We want to optimize the function $f: \mathbb{R}^3 \rightarrow \mathbb{R}$

$$f(x_1,x_2,x_3) = x_3\log(e^{\frac{x_1}{x_3}}+e^{\frac{x_2}{x_3}})+(x_3 - 2)^2+e^{\frac{1}{x_1+x_2}}$$
$$\textbf{dom } f=\{\mathbf{x}\in\mathbb{R}^3 : x_1+x_2>0,\,x_3>0\}$$

using the BFGS algorithm.

- Given starting point $x_0 = [2,3,5]^T$, convergence tolerance $\epsilon > 0$, starting matrix $H_0 = \mathbf{I}$, $k\leftarrow 0$
- While $||\nabla f_k||>\epsilon$:
    1. Get direction by solving $$p_k = -H_k^{-1} \nabla f_k$$
    2. Update $x_{k+1} = x_k + \alpha_k p_k$ where $\alpha_k$ is obtained from backtracking
    3. Define $s_k = x_{k+1} - x_k$ and $y_k = \nabla f_{k+1} - \nabla f_k$
    4. Compute $$H_{k+1} = (I - \rho_k s_k y_k^T)H_k(I - \rho_k s_k y_k^T) + \rho_k s_k s_k^T$$
- We can take $\epsilon = 10^{-4}$ and a constant $\rho_k = 10^4$

$$\nabla f(x_1,x_2,x_3)=
\begin{pmatrix}
\sigma \left(\dfrac{x_1 - x_2}{x_3}\right)
-\dfrac{e^{\frac{1}{x_1+x_2}}}{(x_1+x_2)^2}
\\[1.2em]
\sigma \left(-\dfrac{x_1 - x_2}{x_3}\right)
-\dfrac{e^{\frac{1}{x_1+x_2}}}{(x_1+x_2)^2}
\\[1.2em]
\log\!\big(e^{x_1/x_3}+e^{x_2/x_3}\big)
-\dfrac{x_2 + (x_1 - x_2)\sigma \left(\dfrac{x_1 - x_2}{x_3}\right)}
{x_3}
+2(x_3-2)
\end{pmatrix},$$

with the Sigmoid function $$\sigma(z) = \frac{1}{1+\exp(-z)}.$$

The finite difference approximation for the gradient at a point $x$ is: $$\nabla f(x) \approx \frac{f(x+h\mathbf{i})-f(x)}{h}$$

And the second derivative matrix is approximated as: $$\nabla^2 f(x) \approx \frac{\nabla f(x+h\mathbf{i}) - \nabla f(x)}{h}$$

In [1]:
# Import packages
import numpy as np
from numpy import log, exp
from scipy.special import expit

In [None]:
# Define the function
def f(x:np.ndarray) -> float:
    x1, x2, x3 = x 
    val = x3 * np.log(np.exp(x1 / x3) + np.exp(x2 / x3)) + (x3 - 2) ** 2 + np.exp(1 / (x1 + x2))
    return val

# Define the gradient of the function
def grad_f(x:np.ndarray) -> np.ndarray:
    
    x1, x2, x3 = x
    delta = (x1 - x2) / x3
    E = exp(1 / (x1 + x2))
    q = (x1 + x2)**2

    grad = np.zeros(3)
    grad[0] = expit(delta) - E / q
    grad[1] = expit(-delta) - E / q
    grad[2] = log(exp(x1 / x3) + exp(x2 / x3)) - (2 - x3) * 2 - (x2 + (x1 - x2)*expit(delta)) / x3

    return grad

# Define the approximate Hessian of the function
def hess_f(x:np.ndarray) -> np.ndarray:
    x = x.flatten()
    h = 1e-2  # Step size
    id = np.eye(len(x))  # Identity matrix

    # Construct the perturbation matrix with h values along the diagonal
    h_matrix = h * id

    # Calculate the forward differences for all components simultaneously
    perturbed_values = np.array([grad_f(x + h_vec) for h_vec in h_matrix])

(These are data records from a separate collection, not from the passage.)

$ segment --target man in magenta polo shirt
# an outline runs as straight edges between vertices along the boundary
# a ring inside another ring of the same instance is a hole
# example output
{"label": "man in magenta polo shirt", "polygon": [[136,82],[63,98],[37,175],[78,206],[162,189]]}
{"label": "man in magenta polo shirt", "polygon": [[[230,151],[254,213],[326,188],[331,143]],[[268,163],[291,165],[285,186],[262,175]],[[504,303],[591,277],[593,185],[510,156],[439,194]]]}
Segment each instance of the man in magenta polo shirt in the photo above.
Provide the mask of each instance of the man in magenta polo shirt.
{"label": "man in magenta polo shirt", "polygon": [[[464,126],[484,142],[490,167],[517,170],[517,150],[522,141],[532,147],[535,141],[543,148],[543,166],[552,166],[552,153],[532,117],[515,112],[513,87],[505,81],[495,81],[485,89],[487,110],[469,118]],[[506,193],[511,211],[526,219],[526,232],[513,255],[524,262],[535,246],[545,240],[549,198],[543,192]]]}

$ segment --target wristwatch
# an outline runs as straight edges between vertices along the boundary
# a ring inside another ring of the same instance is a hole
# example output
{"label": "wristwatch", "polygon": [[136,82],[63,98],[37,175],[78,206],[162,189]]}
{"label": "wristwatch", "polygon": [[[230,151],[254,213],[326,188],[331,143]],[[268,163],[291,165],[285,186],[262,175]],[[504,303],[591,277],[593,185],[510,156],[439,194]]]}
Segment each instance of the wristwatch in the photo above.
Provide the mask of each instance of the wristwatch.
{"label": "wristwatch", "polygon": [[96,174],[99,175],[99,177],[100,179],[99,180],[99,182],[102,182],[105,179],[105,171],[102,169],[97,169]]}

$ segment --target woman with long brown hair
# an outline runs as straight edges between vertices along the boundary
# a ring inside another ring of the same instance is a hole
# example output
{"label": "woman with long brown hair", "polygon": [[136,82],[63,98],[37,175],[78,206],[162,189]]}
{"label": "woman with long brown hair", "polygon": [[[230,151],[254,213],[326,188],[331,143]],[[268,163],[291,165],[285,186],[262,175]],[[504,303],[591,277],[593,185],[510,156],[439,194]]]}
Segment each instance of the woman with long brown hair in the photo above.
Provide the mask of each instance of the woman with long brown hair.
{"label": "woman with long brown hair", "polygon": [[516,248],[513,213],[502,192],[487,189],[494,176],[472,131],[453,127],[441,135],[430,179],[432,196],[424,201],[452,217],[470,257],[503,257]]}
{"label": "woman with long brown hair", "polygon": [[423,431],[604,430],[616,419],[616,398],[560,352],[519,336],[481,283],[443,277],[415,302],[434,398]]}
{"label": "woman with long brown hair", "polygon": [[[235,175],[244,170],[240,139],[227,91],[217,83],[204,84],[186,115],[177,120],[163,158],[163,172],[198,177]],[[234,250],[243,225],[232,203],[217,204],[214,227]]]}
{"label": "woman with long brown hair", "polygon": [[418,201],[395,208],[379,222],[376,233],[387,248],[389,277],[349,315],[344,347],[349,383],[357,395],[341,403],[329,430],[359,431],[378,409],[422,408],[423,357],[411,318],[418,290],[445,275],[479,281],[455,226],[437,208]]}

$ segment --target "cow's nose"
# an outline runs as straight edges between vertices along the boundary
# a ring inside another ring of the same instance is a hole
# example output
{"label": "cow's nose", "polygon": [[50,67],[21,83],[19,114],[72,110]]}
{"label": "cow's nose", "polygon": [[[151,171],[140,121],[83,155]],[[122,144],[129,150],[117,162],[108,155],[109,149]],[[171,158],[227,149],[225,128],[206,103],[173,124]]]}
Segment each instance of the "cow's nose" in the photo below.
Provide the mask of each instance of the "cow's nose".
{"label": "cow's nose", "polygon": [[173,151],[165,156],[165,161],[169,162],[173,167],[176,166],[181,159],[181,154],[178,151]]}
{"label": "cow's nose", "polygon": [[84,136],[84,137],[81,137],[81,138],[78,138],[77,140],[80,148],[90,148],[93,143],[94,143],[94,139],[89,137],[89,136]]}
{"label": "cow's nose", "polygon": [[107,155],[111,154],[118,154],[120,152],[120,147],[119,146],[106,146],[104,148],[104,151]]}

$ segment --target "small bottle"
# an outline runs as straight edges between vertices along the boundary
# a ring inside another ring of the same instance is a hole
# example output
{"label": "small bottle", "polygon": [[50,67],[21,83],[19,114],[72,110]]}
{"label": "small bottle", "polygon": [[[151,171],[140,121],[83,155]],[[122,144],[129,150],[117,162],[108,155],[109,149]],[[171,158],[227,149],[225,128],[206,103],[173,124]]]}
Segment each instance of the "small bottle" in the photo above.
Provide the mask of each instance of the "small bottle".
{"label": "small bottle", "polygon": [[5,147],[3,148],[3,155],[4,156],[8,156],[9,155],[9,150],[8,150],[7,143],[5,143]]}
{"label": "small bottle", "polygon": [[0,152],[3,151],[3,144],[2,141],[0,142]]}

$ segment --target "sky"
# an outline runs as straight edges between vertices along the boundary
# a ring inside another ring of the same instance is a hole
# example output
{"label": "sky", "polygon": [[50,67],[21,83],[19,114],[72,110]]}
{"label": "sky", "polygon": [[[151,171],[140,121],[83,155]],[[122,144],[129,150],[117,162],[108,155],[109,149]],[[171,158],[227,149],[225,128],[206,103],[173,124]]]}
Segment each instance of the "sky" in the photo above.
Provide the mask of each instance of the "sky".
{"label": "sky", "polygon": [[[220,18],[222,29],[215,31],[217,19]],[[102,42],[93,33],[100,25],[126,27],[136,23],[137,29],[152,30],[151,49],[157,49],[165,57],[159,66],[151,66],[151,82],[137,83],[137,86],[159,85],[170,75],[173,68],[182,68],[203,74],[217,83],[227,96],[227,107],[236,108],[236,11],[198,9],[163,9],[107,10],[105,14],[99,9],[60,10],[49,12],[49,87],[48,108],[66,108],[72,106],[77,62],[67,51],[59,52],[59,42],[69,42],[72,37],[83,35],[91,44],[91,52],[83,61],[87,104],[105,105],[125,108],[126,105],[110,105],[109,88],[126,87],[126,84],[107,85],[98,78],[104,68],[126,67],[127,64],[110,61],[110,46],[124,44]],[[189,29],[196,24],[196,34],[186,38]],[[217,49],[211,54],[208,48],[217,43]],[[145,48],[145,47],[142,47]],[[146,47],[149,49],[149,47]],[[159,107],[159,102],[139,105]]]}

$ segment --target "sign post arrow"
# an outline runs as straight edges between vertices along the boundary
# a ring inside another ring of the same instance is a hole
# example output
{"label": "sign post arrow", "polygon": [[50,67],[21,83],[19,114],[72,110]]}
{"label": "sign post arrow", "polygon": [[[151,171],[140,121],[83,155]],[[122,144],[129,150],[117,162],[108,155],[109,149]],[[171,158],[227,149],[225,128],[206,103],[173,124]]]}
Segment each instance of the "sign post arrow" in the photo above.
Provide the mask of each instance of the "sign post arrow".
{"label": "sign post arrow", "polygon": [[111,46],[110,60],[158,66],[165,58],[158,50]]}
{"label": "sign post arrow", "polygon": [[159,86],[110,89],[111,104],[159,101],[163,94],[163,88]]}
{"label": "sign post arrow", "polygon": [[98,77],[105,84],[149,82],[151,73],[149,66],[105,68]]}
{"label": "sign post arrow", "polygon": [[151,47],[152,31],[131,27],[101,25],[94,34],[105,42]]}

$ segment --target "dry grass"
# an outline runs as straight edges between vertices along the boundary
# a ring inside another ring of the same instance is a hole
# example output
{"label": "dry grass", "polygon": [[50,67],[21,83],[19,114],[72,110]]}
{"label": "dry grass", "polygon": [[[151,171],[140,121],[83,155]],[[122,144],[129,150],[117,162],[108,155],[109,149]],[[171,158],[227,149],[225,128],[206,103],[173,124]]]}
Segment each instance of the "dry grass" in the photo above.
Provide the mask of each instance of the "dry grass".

    # Calculate the second derivative approximation
    approx_hessian = (perturbed_values - grad_f(x)) / h
    
    reshaped_approx_hessian = np.reshape(approx_hessian, (3, 3))
    
    return reshaped_approx_hessian 

In [4]:
# Parameters
alp = 0.4
beta = 0.5
eps = 10**(-5)
x_start = np.array([2,3,5])

# Domain check function
def in_domain(x: np.ndarray) -> bool:
    return (x[2] > 0) and ((x[0] + x[1]) > 0)

# BFGS Direction function
def bfgs_direction(x: np.ndarray, H: np.ndarray) -> np.ndarray:
    grad = grad_f(x)
    p = -np.linalg.solve(H, grad)
    return p

# Backtracking Line Search function
def backtracking_line_search(x: np.ndarray, p: np.ndarray, alpha: float, beta: float) -> float:
    t = 1.0
    while not in_domain(x + t * p) or f(x + t * p) > f(x) + alpha * t * np.dot(grad_f(x), p):
        t *= beta
    return t

# BFGS Algorithm
def bfgs_algorithm(x_start: np.ndarray, alp: float, beta: float, eps: float) -> np.ndarray:
    x = x_start
    H = np.eye(len(x_start))  # Initial Hessian approximation
    iteration = 0

    while np.linalg.norm(grad_f(x)) > eps:
        p = bfgs_direction(x, H)
        t = backtracking_line_search(x, p, alp, beta)
        s = t * p
        x_new = x + s
        y = grad_f(x_new) - grad_f(x)

        if np.dot(y, s) > 1e-10:  # To ensure numerical stability
            rho = 1.0 / np.dot(y, s)
            H = (np.eye(len(x_start)) - rho * np.outer(s, y)) @ H @ (np.eye(len(x_start)) - rho * np.outer(y, s)) + rho * np.outer(s, s)

        x = x_new
        iteration += 1

    return x, iteration

# Run the BFGS algorithm
optimal_x, iteration = bfgs_algorithm(x_start, alp, beta, eps)
print(f"Optimal solution: x = {optimal_x}, f(x) = {f(optimal_x)}")
print(f"Number of iterations: {iteration}")

Optimal solution: x = [0.92618691 0.92623001 1.65342475], f(x) = 3.908113786405081
Number of iterations: 142